ベアドのご乱心ぶりをポカーンと見ていたおっさんが、ハッとして止めに入る。
「ちょ、ちょっと!!ダメだよ、無理強いは!ルジンカちゃんになんてことするんだよ。ちゃんと、婚約するまではそういうのはダメだからね!?」
腕をつかんで俺から引き離そうとする。
「ルジンカは・・・父上をパパなんて呼んでいませんでしたよね。お父様と呼んでいた」
抵抗する風もなく俺から離れたベアドは、いつもの冷静な口調で語った。
「な!?バラしちゃダメだよ!」
おっさんが俺の方を見ながら動揺する。
やっぱりパパとは呼んでなかったのかよ。
使用人さん達の反応で、薄々気づいてたけどな。
「やっとパパと呼んでもらえて嬉しくなかったですか?」
「いや・・・うれしかったけど・・・」
「もしルジンカがどこの馬の骨ともわからない男と結婚したら、この屋敷を出て行きますよね。

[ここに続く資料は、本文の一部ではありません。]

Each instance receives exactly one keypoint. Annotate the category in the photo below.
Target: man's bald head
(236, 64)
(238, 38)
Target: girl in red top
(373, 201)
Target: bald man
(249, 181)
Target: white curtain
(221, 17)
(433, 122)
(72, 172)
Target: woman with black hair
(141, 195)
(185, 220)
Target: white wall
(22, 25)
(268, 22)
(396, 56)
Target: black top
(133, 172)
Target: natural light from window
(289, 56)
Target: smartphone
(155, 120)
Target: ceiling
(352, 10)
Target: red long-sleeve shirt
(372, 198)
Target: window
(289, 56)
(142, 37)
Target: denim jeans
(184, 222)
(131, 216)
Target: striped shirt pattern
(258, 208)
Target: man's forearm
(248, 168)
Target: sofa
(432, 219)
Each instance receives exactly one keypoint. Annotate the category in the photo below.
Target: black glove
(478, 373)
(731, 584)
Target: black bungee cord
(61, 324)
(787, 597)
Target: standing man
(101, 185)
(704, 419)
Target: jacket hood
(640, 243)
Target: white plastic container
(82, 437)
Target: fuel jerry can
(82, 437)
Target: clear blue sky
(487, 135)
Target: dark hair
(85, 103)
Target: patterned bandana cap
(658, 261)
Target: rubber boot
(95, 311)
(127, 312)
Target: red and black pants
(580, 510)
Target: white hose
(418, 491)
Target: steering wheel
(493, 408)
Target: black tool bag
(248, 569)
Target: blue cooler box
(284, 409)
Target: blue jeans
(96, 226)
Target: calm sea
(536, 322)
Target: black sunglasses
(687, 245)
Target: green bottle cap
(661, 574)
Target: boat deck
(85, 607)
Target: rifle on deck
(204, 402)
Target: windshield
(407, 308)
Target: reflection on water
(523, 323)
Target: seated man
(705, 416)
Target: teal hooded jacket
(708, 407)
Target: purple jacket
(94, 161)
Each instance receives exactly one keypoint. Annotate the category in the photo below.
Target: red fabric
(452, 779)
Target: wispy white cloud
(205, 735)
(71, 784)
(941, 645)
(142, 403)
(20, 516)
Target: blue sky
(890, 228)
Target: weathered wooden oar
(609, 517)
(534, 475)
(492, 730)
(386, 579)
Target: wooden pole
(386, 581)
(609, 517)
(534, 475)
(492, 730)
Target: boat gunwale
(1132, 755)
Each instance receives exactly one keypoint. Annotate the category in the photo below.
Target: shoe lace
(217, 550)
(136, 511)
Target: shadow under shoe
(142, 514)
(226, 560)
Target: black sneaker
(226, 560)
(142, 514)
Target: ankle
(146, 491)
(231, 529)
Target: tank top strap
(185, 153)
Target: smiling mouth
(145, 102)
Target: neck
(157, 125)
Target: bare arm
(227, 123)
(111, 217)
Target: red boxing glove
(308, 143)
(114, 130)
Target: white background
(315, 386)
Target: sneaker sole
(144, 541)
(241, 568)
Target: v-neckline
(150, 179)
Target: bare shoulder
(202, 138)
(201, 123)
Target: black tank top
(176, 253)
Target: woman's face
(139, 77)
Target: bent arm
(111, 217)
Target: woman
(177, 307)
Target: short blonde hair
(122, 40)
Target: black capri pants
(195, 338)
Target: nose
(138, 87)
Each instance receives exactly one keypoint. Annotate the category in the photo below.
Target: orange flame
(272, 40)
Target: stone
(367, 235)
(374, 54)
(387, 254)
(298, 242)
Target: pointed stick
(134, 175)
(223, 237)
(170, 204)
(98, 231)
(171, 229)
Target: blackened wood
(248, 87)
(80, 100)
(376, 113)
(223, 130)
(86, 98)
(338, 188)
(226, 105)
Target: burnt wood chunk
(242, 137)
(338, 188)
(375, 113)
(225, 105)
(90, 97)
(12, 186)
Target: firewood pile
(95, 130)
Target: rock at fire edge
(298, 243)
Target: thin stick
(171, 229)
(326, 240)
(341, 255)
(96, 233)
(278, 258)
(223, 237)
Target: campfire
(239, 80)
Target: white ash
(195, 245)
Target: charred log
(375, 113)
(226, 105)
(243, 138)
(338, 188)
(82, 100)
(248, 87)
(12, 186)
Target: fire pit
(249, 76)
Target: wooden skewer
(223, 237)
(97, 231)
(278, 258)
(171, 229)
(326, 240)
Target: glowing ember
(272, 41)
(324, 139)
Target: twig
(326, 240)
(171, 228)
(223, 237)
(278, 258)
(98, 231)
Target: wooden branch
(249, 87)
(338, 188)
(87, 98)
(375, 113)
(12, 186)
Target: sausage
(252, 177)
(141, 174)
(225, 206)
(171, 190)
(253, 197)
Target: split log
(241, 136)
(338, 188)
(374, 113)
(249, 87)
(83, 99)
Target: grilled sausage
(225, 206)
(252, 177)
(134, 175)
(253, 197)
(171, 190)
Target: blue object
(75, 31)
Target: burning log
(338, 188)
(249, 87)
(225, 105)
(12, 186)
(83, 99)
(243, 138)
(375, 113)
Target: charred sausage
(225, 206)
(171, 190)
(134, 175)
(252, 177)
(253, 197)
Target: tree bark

そうしたら、年に何回会えるんですかね?死ぬまでにあと何回、パパって呼んでもらえるんですかね?」
ベアドが卑怯な手段でおっさんを取り込もうとする。
なんか、こういうCMだか、キャッチコピーだか、流行ったよな。
「え?え?」
まともに動揺するおっさん。
「もし、ルジンカが僕と結婚すれば、毎日パパと呼ぶルジンカに会えるだけでなく、孫に“グランパ”、もしくは“じいじ”と呼んでもらえますよ。毎日。なんなら僕もじいじと呼びましょうか?」
お前が言っても仕方ないだろ。
淡々としているけど、こいつ絶対冷静じゃないよな。
「グ、グランパ・・わ、私は婚約そのものにはもともと賛成だからね?ただ、この場で急に決めるのは急ぎすぎだと思ってるだけなんだよ?」
なんとか踏みとどまってくれた。
おっさんはグランパ派だったみたいだな。
「じゃあ、いつ決めるんです?男だと主張しているルジンカの言い分を全部聞いていたら、何年かかるかわからない」
ベアドがジリジリと答える。
「なあ、お前は今、性欲と恋愛の区別がついてないんだよ!とりあえず部屋戻って一発抜いて来いよ。スッキリするから。そしたら冷静になるって」
「抜くって・・・!」
お下品ワードにベアドが眉をしかめる。
かかったな!
「それだよ!それ!!」
俺は鬼の首を取ったように指摘する。
「そうやってすぐ引くだろ?小言言うだろ?結婚考えるにはちょっと窮屈なんだよな。お前のそーいうとこ」
俺の言葉に、ベアドが傷ついたように怯む。
ちょっと可哀想だが仕方ない。
俺の貞操がかかってるからな。
「いや、俺もね?お前がナシってわけじゃないんだよ?気心知れてるし、秘密も共有してるしな?でも、ありのままのお互いを受け入れるには、もっと時間がかかるんじゃないか?いきなり婚約とかいわれてもなぁ」
ベアドは一応結婚相手の安パイだからな。
バッサリは切れない。
「時間ってどれくらいだ?」
「いやー、それはまだわかんないけどさぁ・・10年くらい?」
ベアドのこめかみに血管が浮く。
「・・・・死の予知の件を解決したらすぐ婚約だ。結婚はルジンカの卒業後すぐ」
「おい!お前、俺の話聞いてた?」
「その代わり、もう小言は言わない。下品で低俗で破廉恥な言動も受け入れると約束しよう。それならいいんだろ?」
てか、下品で低俗で破廉恥な奴に、なんでそんなにグイグイ来れるんだよ。
どんな性癖してんだよ。
「そんな、無茶苦茶な約束して平気なのかよ?俺は遠慮しないからな」
「好きにしろ。お前の評判が下がるほど、僕と結婚するしかなくなるんだ」
それサイコパスの考え方だから。
「怖・・・!いや、ホントに俺にも心の準備があるんだけどね?」
「2年近くあるんだから大丈夫だろ。もう決まりだ。父上もそれでお願いします」
ベアドは一方的に話をまとめ、部屋を出て行こうとする。
「ちょっと待てって。どうしたんだよ、急にギラギラしちゃってさ。いつものクールなお兄さんはどこ行っちゃったんだよ?」
俺の困惑に、ベアドは答えなかった。
「・・・ぃてくる」
「「・・・・え!?」」
俺とおっさんの驚きの声がハモる。
「・・・ルジンカに、ムラムラするのは恥ずかしいことじゃないって言ったのは僕だったからな。だから・・・ぬ、抜いてくる・・・」
そのまま迷いのない、優雅な足取りで、部屋を出て行った。
3/28 3人の会話を微妙に修正しました。
大筋は一緒です。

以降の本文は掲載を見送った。